First of all, this ignores the owners’ presumption that it is acceptable to transfer the financial risks of owning a football team to the players, a group of men who are already taking significant risks by participating in the sport. Years later, when discussing the 1992 lawsuit, Stanford economist Roger Noll, who testified on behalf of the players, said it best: “The absence of guaranteed contracts transfers the risk of injury or deterioration of skills from the team to the player.” Each NFL team transfers the risk of potentially losing money due to injury from the team — for instance, the Green Bay Packers took in more than USD 506 million in revenue last season — back onto the player by upholding a tradition of non-guaranteed contracts.
The owners can afford to pay players more guaranteed money right away, even with the salary cap in place. The salary cap is a bogeyman that teams use to set a ceiling on player salaries in the name of parity (it does not).
The fully funded rule is one tool that does make it more difficult to draught a guaranteed contract. It is an antiquated phrase that has been part of the CBA for many years. Teams are required to deposit guaranteed funds into escrow, less a specific amount. Given the NFL’s abundant resources, it is unnecessary, and other sports leagues manage just fine without it. The league agreed to allow a USD 15 million credit in 2020 that wouldn’t go into escrow as part of the most recent CBA. Depending on whom it is asked, the NFL may or may not need to do away with this. Moreover, the viewers could argue that these teams shouldn’t be required to put millions of dollars in escrow, and teams have a history of using this rule as leverage when negotiating contracts.

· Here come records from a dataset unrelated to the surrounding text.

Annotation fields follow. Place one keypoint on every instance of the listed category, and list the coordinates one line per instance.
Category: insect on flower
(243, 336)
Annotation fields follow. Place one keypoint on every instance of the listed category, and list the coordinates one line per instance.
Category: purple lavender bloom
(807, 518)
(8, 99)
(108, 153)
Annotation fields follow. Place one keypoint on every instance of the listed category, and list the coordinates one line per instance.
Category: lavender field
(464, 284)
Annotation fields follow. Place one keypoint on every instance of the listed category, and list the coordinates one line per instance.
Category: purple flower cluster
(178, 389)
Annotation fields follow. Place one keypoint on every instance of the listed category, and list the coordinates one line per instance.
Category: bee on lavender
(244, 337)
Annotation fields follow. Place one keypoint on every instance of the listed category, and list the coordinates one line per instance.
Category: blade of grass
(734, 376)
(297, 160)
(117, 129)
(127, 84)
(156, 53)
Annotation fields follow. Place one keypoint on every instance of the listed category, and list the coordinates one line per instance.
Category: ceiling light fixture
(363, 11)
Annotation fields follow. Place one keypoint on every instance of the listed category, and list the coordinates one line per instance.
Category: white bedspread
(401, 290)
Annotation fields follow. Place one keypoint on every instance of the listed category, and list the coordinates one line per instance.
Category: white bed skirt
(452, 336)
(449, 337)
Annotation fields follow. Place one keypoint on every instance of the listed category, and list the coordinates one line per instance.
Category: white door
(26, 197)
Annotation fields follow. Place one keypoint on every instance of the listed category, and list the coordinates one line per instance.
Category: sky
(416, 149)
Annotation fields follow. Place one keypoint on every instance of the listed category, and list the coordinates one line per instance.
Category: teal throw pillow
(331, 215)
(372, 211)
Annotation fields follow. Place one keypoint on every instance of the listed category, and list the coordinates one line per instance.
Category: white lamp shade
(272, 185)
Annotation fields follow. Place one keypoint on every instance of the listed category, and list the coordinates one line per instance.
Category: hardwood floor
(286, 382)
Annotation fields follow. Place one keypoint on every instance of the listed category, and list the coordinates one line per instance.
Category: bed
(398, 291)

Football players are thus placed in the unfortunate situation of having their contracts guaranteed but limited during their early seasons due to the rookie salary scale, and then, once they have the opportunity to test the free-agent market, the fully funded rule enters to cap their earnings once more. NFL players experience wage suppression at every stage of their careers, and their future financial security is far from guaranteed.
Why don’t the players just bring this up in collective bargaining? This is a poisonous talking point that team owners and their management like to make. This option appears to be straightforward, but only if you overlook the NFL players’ decades-long, arduous fight for ownership rights that other athletes in other sports take for granted. The best illustration is free agency, which was granted to NFL players nearly two decades after baseball players and only after a protracted legal battle involving a class-action lawsuit and the decertification of their union.
In order for players to receive fully guaranteed contracts through CBA negotiations, according to football historian Michael Oriard, a renowned professor emeritus at Oregon State University who also played in the NFL and lost his job after striking in 1974, the following scenario would be necessary: A strike would first fail, he claimed, “because the NFL will just dig in, it will not accept this.” Instead, the players would have to attempt to negotiate it, fail, decertify their union, then appear in court and claim, “Hey, look, a contract’s a contract. Since a contract must be mutually binding, it would undoubtedly prevail in court. But this would come at a high cost to the players.
In the interim, chaos would reign. financial disarray And it would benefit both the owners and the players, he said. Football players lack this fundamental labor right, and they could only acquire it at great personal and financial expense to the owners. And it’s simply not going to happen.